On Wed, 5 Feb 2014 11:49:19 -0600 Les Mikesell <lesmikes...@gmail.com>
wrote:
> On Wed, Feb 5, 2014 at 6:14 AM,  <r...@rayholtz.com> wrote:
> > Thanks guys, I'll keep checking and trying.  I needed to rebuild
> > this linux server anyway so I'll try again with updated software.
> > But Windows isn't part of this.  like I originally said, the
> > mountpoint for /var/lib/backuppc is an Iomega NAS, so I'm pretty
> > sure there is some flavor of Linux/BSD/something under the hood.
> 
> If your NAS device supports NFS, that is probably the easiest route to
> a working backuppc.

If your NAS doesn't provide NFS, many do provide iSCSI, which is just
like a disk but attached via network. Can be partitioned (if wanted),
formatted with the filesystem of your choice and mounted.
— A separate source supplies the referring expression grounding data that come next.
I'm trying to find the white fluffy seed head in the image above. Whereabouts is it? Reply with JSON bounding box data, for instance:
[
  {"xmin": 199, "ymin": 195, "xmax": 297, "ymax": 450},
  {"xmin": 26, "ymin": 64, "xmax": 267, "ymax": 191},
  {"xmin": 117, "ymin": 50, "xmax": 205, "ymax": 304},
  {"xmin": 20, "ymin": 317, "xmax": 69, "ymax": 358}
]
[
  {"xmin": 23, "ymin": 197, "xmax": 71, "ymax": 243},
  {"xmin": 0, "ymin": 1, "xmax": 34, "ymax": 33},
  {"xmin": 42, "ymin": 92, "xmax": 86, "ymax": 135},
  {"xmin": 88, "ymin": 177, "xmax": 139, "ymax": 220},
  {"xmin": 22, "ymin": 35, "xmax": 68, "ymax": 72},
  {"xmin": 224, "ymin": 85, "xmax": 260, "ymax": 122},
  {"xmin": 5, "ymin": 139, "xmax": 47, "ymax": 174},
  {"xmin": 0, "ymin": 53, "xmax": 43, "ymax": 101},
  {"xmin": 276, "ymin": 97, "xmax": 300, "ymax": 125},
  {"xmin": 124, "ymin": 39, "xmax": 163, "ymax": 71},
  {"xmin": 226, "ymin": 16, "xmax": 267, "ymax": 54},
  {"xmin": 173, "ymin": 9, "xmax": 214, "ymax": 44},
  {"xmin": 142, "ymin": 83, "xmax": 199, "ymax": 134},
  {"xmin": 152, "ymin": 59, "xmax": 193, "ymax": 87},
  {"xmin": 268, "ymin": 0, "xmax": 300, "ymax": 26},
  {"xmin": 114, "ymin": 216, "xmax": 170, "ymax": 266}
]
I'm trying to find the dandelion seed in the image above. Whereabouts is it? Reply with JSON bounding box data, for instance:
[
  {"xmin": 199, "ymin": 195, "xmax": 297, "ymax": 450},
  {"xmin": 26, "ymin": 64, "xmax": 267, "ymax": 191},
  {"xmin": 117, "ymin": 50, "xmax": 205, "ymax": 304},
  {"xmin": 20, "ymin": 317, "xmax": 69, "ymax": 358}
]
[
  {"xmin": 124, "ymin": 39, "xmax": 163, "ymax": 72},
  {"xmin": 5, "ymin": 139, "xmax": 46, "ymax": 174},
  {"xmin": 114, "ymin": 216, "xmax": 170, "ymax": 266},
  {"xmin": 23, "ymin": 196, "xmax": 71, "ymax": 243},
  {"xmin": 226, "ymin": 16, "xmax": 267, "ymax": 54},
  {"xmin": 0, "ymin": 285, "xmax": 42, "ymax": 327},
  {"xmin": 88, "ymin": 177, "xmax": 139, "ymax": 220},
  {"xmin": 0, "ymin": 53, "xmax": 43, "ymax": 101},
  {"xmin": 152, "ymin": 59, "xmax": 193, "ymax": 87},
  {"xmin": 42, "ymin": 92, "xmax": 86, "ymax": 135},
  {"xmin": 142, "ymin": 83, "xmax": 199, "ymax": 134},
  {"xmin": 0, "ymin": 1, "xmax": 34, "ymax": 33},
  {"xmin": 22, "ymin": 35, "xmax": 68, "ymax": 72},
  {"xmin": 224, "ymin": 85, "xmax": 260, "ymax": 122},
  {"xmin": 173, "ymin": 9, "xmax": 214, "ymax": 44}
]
On a side-note: From 3+ years with backuppc on various installations
one tip: Don't use backuppc with external storage. Use it with a disk
directly in the machine where its doing its processing. Build your own
backuppc-machine, run it as a virtual machine with enough disk,
whatever. But don't make your fail-safety depend on external resources.
When you have backuppc on a machine with enough disk, its just a matter
of this machine running. When you have backuppc on one
(virtual-)machine depending on storage from a second machine (or NAS
for that matter), its a matter of two devices running and
communicating. So instead of a_1 for the availability of
backuppc-machine with range [0:1], its
  a_1 * a_2 (* a_3)
where
  a_1 = availability of backuppc-machine
  a_2 = availability of storage-device
  a_3 = availability of connecting switch/infrastructure
all with range [0:1].

Lets assume all are up to 99%, that is a_1 = a_2 = a_3 = 0.99, then the
single machine solution gives you an availability of 99%, while the
multi-device-solution gives you 0.97, that is 97% availability maximum.

And then there is the installations where the backuppc-machine is also
the router and dhcp-server. So the dhcp-server won't start because it
can't mount the backuppc-storage. And the NAS won't start because it
can't get an IP...

tl;dr:

Don't use NASes as external disk for backuppc. Only save archives
('tapes') to external iSCSI-, NFS- or CiFS-resources.